Not long ago, New Zealand’s biggest stock exchange NZX Ltd. was subjected to a massive cyber-attack. The problem was first noted by the traders when the stock exchange started to slow down. Gradually, it started to crash so often that it seemed impossible to post any new marketing announcement. Within an hour, the news spread far and wide, and the management decided to shut down the operations. The hackers sent threatening emails to the chief employees like the head of IT and other departments before the attack was launched.

These extortion emails contained a Bitcoin address and asked the victims to transfer money quietly and without getting caught. When the chaos was over, the nature of the attack was identified as a DDoS or Distributed Denial of Service. It is considered to be an outdated method of conducting attacks. However, in this particular case, the attackers managed to shut down the entire stock exchange market for four days with small intervals of functionality in between.

New Zealand Stock Exchange Authorities are being Criticized for not Prepared for such a Simple Hack Attack

DDoS has been around as long as 1999. However, since its conception, it has become more sophisticated. In 2020 about 4.8 million DDoS attacks were launch, and they have affected more than 100 organizations. Some affected organizations include Travelex in the United Kingdom, YesBank in India, and Meteorological service in New Zealand. These hacks target the machines that are connected by the internet. Therefore, it becomes possible for the attackers to overwhelm the servers of any enterprise, such as a busy stock exchange.

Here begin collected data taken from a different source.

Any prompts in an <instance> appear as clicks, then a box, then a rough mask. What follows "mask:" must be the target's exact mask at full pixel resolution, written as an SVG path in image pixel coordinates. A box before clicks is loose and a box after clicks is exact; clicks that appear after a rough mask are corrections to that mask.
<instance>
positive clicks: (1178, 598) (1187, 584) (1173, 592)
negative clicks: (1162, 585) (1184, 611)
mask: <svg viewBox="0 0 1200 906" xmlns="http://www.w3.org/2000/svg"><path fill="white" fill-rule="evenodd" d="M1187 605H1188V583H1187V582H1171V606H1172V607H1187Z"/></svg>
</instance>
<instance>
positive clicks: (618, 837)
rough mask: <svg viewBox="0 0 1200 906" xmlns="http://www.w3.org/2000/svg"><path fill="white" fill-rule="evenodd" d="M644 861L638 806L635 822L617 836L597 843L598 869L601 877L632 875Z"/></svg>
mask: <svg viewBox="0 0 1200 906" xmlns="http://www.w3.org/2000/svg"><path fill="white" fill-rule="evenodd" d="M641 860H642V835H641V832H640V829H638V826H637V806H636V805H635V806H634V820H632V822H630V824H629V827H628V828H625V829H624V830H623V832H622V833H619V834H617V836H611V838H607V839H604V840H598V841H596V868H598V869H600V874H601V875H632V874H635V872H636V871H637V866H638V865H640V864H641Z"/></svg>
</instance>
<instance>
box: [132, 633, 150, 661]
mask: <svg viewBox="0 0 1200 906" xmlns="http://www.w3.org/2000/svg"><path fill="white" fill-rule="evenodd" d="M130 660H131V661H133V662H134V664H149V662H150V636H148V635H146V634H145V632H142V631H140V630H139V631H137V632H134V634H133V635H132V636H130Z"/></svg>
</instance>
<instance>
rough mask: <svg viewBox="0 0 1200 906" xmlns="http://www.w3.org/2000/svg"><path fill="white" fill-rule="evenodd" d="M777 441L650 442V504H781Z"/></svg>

However, the financial stakeholders claim that the New Zealand authorities could have prepared for a better solution as these types of attacks are pretty common. When the stock exchange servers were hit by the massive traffic coming from the botnet army, the exchange servers did not have enough bandwidth to sustain the traffic and remain functional. Some relief during the attack was salvaged as the Stock Exchange moved its center of data from servers to cloud storage. However, a 4-day lapse is a considerably huge lag for any stock exchange. 

Cybersecurity Companies Claim that New Zealand is Behind about 10 Years in Digital Defense Capabilities

As per the remarks of Jeremy Sullivan, a DDoS attack is like invading a bank with a hammer and getting away with the robbery. Sullivan is an investment advisor. Jeremy Jones, a cybersecurity consultant, based in Auckland, remarks that such types of attacks are expected to happen as New Zealand has huge dependability on internet services is a decade behind in terms of cybersecurity measures compared to the United Kingdom and Europe.

These attackers are still on large, and they have identified themselves as Lazarus, Armada Collective, and FancyBear. All of these hacking groups are notorious and use cryptocurrency payment methods to get away with extortion money. Since the lack of DDoS defense capabilities at NZX Ltd., a massive disruption was created. These attackers thought to be centered somewhere in Eastern Europe. New extortion emails have come to light claiming that the victims should pay up if they do not wish to end up like the New Zealand Stock exchange.